Nadal and Djokovic dominated the 2013 season. Nadal won two Majors and five Masters events, and was runner-up at the ATP Finals. Nadal made the final at all eight clay-court tournaments he played, winning six; he also made the semifinals at all eight of his hard-court tournaments, winning four titles. Djokovic won one major, reached two major finals and a semifinal, and finished the year on a 22-match winning streak after taking the ATP Finals. A back injury ended Murray's season prematurely, but he finished fourth in the rankings and was the only player besides Nadal and Djokovic to win a Grand Slam event or Masters title (at Wimbledon and Miami respectively). Federer suffered his worst season in over a decade. He reached just one major semifinal at the Australian Open, failed to win a single Masters crown, and finished the year sixth in the rankings with one title to his name; he also suffered from a recurring back injury throughout the season.

2014: Dominance in majors halted

As 2013 came to a close, Federer's fall in the rankings prompted many sources to debate whether the dominance of the Big Four had ended. This debate intensified after the Australian Open, which saw Stan Wawrinka defeat Djokovic in the quarterfinal and Nadal in the final to win his first Slam title, marking just the second time since 2005 and the first since 2009 that a player outside the Big Four had won a major title. Murray and Federer fell to sixth and eighth in the rankings respectively, and after the tournament, several players expressed the opinion that they were now capable of challenging the Big Four. However, the first two Masters titles of the year in Indian Wells and Miami only had Big Four finalists, with Djokovic winning his third and fourth consecutive Masters titles with victories over Federer and Nadal respectively.
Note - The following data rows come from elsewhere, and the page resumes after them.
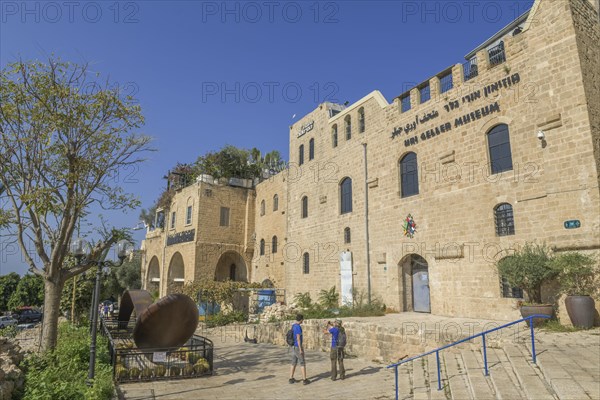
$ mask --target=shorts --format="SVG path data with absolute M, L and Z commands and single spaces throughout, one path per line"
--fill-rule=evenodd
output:
M 300 348 L 298 346 L 294 346 L 292 348 L 292 365 L 296 365 L 300 362 L 300 365 L 304 366 L 304 354 L 300 353 Z

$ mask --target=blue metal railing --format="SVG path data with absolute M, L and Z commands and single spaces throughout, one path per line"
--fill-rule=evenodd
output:
M 482 343 L 482 346 L 483 346 L 483 366 L 484 366 L 483 368 L 485 370 L 485 375 L 488 376 L 489 375 L 489 371 L 488 371 L 488 367 L 487 367 L 487 351 L 486 351 L 486 345 L 485 345 L 485 335 L 487 335 L 488 333 L 491 333 L 491 332 L 498 331 L 500 329 L 507 328 L 507 327 L 512 326 L 512 325 L 516 325 L 516 324 L 518 324 L 520 322 L 527 321 L 527 320 L 529 320 L 529 327 L 531 328 L 531 355 L 532 355 L 532 358 L 533 358 L 533 363 L 535 364 L 536 363 L 536 358 L 535 358 L 535 336 L 534 336 L 534 332 L 533 332 L 533 325 L 534 325 L 533 319 L 534 318 L 551 318 L 551 316 L 550 315 L 541 315 L 541 314 L 530 315 L 529 317 L 522 318 L 522 319 L 519 319 L 517 321 L 509 322 L 508 324 L 504 324 L 504 325 L 499 326 L 499 327 L 494 328 L 494 329 L 489 329 L 489 330 L 487 330 L 485 332 L 480 332 L 477 335 L 469 336 L 468 338 L 459 340 L 459 341 L 454 342 L 454 343 L 450 343 L 450 344 L 448 344 L 446 346 L 439 347 L 439 348 L 437 348 L 435 350 L 428 351 L 427 353 L 423 353 L 423 354 L 420 354 L 418 356 L 415 356 L 415 357 L 412 357 L 412 358 L 409 358 L 409 359 L 406 359 L 406 360 L 402 360 L 402 361 L 400 361 L 398 363 L 388 365 L 387 368 L 394 368 L 394 375 L 395 375 L 395 378 L 396 378 L 396 383 L 395 383 L 395 385 L 396 385 L 396 400 L 398 400 L 398 366 L 400 366 L 402 364 L 405 364 L 407 362 L 416 360 L 418 358 L 425 357 L 425 356 L 428 356 L 430 354 L 435 353 L 435 358 L 436 358 L 436 361 L 437 361 L 437 372 L 438 372 L 438 390 L 442 390 L 442 378 L 441 378 L 441 372 L 440 372 L 440 351 L 445 350 L 445 349 L 447 349 L 449 347 L 456 346 L 457 344 L 461 344 L 461 343 L 467 342 L 467 341 L 469 341 L 471 339 L 475 339 L 475 338 L 481 336 L 482 342 L 483 342 Z

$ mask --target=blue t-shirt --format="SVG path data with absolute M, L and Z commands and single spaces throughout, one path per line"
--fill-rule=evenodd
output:
M 300 324 L 292 325 L 292 332 L 294 332 L 294 346 L 300 347 L 302 345 L 302 327 Z M 300 335 L 300 344 L 298 344 L 298 336 Z
M 337 347 L 337 339 L 340 334 L 339 328 L 336 328 L 335 326 L 329 328 L 329 333 L 331 333 L 331 348 Z

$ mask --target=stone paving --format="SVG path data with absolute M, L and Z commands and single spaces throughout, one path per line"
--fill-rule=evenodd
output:
M 397 317 L 392 317 L 396 318 Z M 366 320 L 366 319 L 365 319 Z M 435 318 L 432 319 L 432 321 Z M 386 318 L 383 326 L 392 326 Z M 523 327 L 523 332 L 528 331 Z M 346 380 L 329 379 L 329 354 L 307 351 L 309 385 L 288 383 L 286 347 L 245 343 L 217 332 L 203 332 L 215 344 L 210 377 L 120 386 L 121 398 L 140 399 L 388 399 L 394 398 L 394 373 L 379 360 L 345 360 Z M 531 362 L 526 334 L 502 337 L 487 351 L 483 373 L 479 343 L 466 343 L 440 355 L 442 387 L 437 390 L 435 356 L 399 368 L 401 399 L 573 399 L 600 400 L 600 328 L 574 333 L 536 329 L 538 363 Z M 411 354 L 413 356 L 414 354 Z M 296 379 L 300 379 L 296 371 Z

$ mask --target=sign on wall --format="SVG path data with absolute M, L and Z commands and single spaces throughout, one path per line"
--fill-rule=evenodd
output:
M 352 252 L 342 251 L 340 253 L 340 292 L 342 295 L 342 305 L 352 305 Z

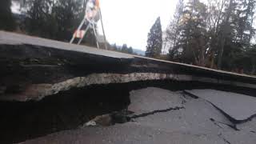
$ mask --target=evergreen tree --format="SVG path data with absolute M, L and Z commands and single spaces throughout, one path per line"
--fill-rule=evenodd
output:
M 158 17 L 148 34 L 146 56 L 155 58 L 160 55 L 162 45 L 162 26 L 160 17 Z
M 15 21 L 10 10 L 11 0 L 2 0 L 0 5 L 0 30 L 15 30 Z
M 134 54 L 133 48 L 131 46 L 129 47 L 128 49 L 128 54 Z

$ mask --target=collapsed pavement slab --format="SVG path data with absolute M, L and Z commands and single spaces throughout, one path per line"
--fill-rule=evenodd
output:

Nadal struggled early in the clay season at his traditional favorite tournaments of Monte-Carlo and Barcelona. A third loss, to Djokovic in the final of the Rome Masters, was the first time Nadal had lost more than two matches on clay in a season for a decade. He did, however, win the Madrid Masters after Nishikori injured his back whilst leading Nadal 6–2, 4–3 in that final. Nadal went on to defend his French Open title, defeating Murray in the semifinal and Djokovic in the final.

Following his back surgery at the end of 2013, Murray struggled to return to form in the first half of the year, reaching only two semifinals and losing to Grigor Dimitrov in straight sets in the quarterfinals while attempting to defend his Wimbledon title, a defeat which saw him fall to No. 10 in the world rankings. This, and Nadal's loss to Nick Kyrgios in the fourth round, his third consecutive early-round loss at Wimbledon, led former players and experts, including Jimmy Connors, to express the opinion that the "aura" around the Big Four had faded. Milos Raonic, who reached the semifinals at Wimbledon, suggested a "human side" was visible in the Big Four, which was giving players belief when facing them. However, Djokovic defeated Dimitrov and Federer beat Raonic to make it an all-Big Four final, the 24th they had contested. Djokovic defeated Federer in five sets to claim his second Wimbledon title, a result that left Djokovic, Nadal and Federer occupying the top three places in the rankings.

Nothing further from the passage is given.